Puis, le 29 janvier 1987, le désastre a frappé. Les enquêtes de la BBC avaient mis en colère le gouvernement Thatcher, en particulier la série Secret Society, qui révélait des prises de décision clandestines, et l’émission Panorama Maggie’s Militant Tendency, qui alléguait des opinions d’extrême droite parmi les conservateurs seniors (ce qu’ils niaient). Le conseil d’administration de la BBC a forcé Alasdair Milne à démissionner. Le lendemain, mon patron est entré au bureau et m’a annoncé : « C’est terminé. Plus de journalisme d’investigation. » J’ai rétorqué : « Comment peut-on faire du journalisme sans investigation ? » Il a répondu : « Ne me demandez pas — ça vient d’en haut. »
Ce n’était pas seulement ma carrière qui avait atteint un mur — c’était toute ma vision du monde. J’avais naïvement cru que le principal problème de l’humanité était un manque d’information. Il suffisait de mettre la vérité en lumière, et le changement suivrait. Maintenant, je commençais à voir que si la plume pouvait être plus forte que l’épée, l’argent était plus fort que la plume.
J’ai été embauché vers la fin de la « grande compression », une période d’inégalité significativement plus faible. Les deux guerres mondiales avaient affaibli le pouvoir politique du capital, permettant une imposition élevée des très riches, la création d’un État-providence et une plus grande diversité d’opinions politiques. Depuis, alors que la richesse et l’influence des ultra-riches ont de nouveau augmenté, les gouvernements qu’ils soutiennent ont œuvré à réprimer la dissidence. Ce processus s’accélère, comme le montrent des incidents comme la suspension de l’émission de Jimmy Kimmel et l’exclusion d’ABC de la conférence de presse de Trump au Royaume-Uni.

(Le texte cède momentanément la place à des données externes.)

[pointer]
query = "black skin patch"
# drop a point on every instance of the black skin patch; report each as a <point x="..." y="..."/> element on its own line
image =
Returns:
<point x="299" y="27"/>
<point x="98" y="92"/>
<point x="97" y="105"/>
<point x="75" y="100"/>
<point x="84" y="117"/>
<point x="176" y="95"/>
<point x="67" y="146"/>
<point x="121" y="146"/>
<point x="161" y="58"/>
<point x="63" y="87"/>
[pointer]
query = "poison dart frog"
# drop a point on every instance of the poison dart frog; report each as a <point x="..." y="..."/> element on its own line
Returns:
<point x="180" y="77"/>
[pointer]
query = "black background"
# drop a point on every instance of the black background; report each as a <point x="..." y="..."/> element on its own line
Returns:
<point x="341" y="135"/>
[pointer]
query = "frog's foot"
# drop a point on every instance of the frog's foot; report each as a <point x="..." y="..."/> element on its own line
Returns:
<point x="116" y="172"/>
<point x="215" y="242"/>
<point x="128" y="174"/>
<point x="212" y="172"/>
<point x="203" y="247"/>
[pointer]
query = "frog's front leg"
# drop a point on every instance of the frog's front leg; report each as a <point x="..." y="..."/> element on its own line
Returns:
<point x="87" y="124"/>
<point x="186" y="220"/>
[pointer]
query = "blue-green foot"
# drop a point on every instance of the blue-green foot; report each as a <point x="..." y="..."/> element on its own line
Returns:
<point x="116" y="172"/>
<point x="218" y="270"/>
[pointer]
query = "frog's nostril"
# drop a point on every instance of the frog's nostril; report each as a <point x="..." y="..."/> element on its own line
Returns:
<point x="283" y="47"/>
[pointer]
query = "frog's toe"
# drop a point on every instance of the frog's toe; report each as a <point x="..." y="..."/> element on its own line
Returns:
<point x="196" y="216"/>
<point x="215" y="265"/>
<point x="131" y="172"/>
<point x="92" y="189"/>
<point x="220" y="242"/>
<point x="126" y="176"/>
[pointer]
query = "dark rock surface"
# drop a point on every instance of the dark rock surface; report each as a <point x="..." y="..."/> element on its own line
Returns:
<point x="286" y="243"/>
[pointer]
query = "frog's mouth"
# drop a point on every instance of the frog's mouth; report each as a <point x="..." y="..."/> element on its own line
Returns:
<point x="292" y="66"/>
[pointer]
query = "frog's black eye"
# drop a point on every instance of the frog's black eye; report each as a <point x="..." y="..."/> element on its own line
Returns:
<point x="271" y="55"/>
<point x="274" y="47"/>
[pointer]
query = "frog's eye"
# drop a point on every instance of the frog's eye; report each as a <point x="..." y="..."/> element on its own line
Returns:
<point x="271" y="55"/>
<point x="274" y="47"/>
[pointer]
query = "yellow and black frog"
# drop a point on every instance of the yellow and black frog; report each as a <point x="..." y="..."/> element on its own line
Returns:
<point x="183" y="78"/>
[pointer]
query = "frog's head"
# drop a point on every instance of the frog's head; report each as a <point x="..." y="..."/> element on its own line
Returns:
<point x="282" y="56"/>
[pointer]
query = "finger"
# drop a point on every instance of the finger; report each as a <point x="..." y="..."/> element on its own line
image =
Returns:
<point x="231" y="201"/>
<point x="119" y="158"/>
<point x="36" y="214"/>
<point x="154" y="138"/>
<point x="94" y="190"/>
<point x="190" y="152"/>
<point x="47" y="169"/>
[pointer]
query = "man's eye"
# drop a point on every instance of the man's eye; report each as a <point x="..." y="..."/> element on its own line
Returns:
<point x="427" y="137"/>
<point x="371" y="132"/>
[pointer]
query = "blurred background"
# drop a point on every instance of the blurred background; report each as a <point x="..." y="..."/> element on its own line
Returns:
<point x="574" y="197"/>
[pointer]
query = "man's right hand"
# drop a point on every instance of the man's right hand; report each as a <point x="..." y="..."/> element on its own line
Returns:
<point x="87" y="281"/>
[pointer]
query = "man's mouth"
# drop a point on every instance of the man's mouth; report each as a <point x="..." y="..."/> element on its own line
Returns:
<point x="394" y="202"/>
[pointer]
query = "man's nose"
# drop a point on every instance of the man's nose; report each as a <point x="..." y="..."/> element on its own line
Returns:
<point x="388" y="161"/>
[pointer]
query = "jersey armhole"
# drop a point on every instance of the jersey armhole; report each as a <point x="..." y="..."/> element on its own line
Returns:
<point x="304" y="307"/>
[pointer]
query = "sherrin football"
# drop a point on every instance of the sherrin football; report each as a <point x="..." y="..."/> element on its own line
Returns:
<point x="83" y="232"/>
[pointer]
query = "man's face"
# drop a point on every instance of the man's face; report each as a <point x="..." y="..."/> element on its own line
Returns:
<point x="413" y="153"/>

Lorsque Milne a été licencié, je travaillais sur notre plus grande enquête jusqu’alors : sur le programme de transmigration de l’Indonésie sous la dictature de Suharto, financé par la Banque mondiale et indirectement par les gouvernements britannique et américain. La politique consistait à déplacer des centaines de milliers de personnes vers les îles extérieures, déplaçant et contrôlant les populations locales. C’était un projet brutal, écologiquement destructeur, et en Papouasie occidentale, il était génocidaire. J’ai fini par vendre l’histoire à un éditeur. Mais je ne me sentais pas prêt, alors j’ai accepté un contrat de six mois pour produire des affaires courantes au BBC World Service. Ce fut une excellente formation en politique mondiale, mais j’ai réalisé que je ne pourrais jamais réussir en salle de rédaction. Un jour sans actualité brûlante, nous débattions de quelle histoire ennuyeuse mettre en tête. Dix minutes avant la diffusion, le rédacteur en chef est entré d’un pas décidé, a frappé dans ses mains et a annoncé : « Super — 110 morts au Sri Lanka ! »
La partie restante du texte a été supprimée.